On Mon, Feb 21, 2022 at 04:07:06PM +0000, Szabolcs Nagy wrote:
The 02/21/2022 14:32, Catalin Marinas wrote:
On Mon, Feb 07, 2022 at 03:20:39PM +0000, Mark Brown wrote:
diff --git a/Documentation/arm64/elf_hwcaps.rst b/Documentation/arm64/elf_hwcaps.rst index b72ff17d600a..5626cf208000 100644 --- a/Documentation/arm64/elf_hwcaps.rst +++ b/Documentation/arm64/elf_hwcaps.rst @@ -259,6 +259,39 @@ HWCAP2_RPRES Functionality implied by ID_AA64ISAR2_EL1.RPRES == 0b0001. +HWCAP2_SME
- Functionality implied by ID_AA64PFR1_EL1.SME == 0b0001, as described
- by Documentation/arm64/sme.rst.
+HWCAP2_SME_I16I64
- Functionality implied by ID_AA64SMFR0_EL1.I16I64 == 0b1111.
+HWCAP2_SME_F64F64
- Functionality implied by ID_AA64SMFR0_EL1.F64F64 == 0b1.
+HWCAP2_SME_I8I32
- Functionality implied by ID_AA64SMFR0_EL1.I8I32 == 0b1111.
+HWCAP2_SME_F16F32
- Functionality implied by ID_AA64SMFR0_EL1.F16F32 == 0b1.
+HWCAP2_SME_B16F32
- Functionality implied by ID_AA64SMFR0_EL1.B16F32 == 0b1.
+HWCAP2_SME_F32F32
- Functionality implied by ID_AA64SMFR0_EL1.F32F32 == 0b1.
+HWCAP2_SME_FA64
- Functionality implied by ID_AA64SMFR0_EL1.FA64 == 0b1.
More of a question for the libc people: should we drop the fine-grained HWCAP corresponding to the new ID_AA64SMFR0_EL1 register (only keep HWCAP2_SME) and get the user space to use the MRS emulation? Would any ifunc resolver be affected?
good question.
within glibc HWCAP2_SME is enough (to decide if we need to deal with additional register state and the lazy ZA save scheme) but i guess user code that actually uses sme would need the details (including in ifunc resolvers in principle).

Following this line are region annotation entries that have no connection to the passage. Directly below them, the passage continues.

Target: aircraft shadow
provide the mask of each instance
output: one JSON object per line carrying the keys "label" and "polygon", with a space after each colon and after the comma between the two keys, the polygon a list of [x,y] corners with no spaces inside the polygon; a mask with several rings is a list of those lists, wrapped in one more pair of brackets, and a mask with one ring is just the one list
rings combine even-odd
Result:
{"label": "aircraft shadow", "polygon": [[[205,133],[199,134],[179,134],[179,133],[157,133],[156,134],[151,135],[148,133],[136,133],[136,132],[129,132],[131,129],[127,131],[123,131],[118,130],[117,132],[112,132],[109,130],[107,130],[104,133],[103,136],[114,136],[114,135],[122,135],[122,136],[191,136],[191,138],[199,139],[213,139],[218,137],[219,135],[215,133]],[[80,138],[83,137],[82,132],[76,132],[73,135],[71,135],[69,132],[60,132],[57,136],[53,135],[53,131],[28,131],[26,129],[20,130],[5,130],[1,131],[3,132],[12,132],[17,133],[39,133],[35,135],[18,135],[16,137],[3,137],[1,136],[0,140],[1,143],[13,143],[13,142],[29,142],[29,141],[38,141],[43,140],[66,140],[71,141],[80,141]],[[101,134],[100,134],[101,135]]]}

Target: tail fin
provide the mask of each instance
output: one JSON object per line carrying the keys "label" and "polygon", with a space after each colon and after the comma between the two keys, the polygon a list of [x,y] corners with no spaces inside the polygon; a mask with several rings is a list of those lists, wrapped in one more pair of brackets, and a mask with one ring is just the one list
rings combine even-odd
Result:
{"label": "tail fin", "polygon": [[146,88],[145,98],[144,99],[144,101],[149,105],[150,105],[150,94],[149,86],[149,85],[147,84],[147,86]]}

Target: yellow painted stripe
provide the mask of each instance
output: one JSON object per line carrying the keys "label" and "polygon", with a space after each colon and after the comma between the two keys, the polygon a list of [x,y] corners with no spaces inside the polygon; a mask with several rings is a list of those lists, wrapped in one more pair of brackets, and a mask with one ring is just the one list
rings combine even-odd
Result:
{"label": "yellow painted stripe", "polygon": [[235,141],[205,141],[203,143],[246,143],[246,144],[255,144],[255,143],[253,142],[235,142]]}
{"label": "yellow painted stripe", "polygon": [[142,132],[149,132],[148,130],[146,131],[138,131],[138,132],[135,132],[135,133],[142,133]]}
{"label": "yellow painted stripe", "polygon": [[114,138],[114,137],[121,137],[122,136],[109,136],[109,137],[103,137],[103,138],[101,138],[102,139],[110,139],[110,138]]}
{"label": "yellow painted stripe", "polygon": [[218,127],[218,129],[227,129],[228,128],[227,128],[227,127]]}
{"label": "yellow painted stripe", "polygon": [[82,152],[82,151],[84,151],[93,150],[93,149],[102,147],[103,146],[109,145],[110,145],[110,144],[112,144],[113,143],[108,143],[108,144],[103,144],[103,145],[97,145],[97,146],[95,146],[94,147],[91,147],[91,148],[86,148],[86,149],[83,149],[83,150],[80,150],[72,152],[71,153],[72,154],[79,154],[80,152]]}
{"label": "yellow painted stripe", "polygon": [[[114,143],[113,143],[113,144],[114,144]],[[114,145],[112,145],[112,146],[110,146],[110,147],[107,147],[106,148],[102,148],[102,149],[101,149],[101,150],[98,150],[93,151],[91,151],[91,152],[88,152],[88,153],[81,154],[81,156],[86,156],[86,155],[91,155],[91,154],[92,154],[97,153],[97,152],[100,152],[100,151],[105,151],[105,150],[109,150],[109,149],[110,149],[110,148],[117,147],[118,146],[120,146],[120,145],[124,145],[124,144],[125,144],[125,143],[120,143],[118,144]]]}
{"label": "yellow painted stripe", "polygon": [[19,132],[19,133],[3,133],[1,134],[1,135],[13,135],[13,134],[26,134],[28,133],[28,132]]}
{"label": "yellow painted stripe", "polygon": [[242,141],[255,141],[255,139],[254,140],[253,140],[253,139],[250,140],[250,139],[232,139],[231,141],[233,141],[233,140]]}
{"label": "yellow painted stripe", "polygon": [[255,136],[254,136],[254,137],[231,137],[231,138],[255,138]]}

since we have mrs, there is no strict need for hwcaps. if ifunc resolvers using this info are not widespread then the mrs emulation overhead is acceptable, but i suspect hwcaps are nicer to use.
I presume the ifunc resolvers only run once, so the overhead won't be noticed. Anyway, happy to keep the new HWCAP2 if they are useful.
do we have a plan after hwcap2 bits run out? :)
HWCAP3 or we free up the top 32-bit in both HWCAP and HWCAP2 ranges. We did not extend into those upper bits because of the ILP32 discussions at the time.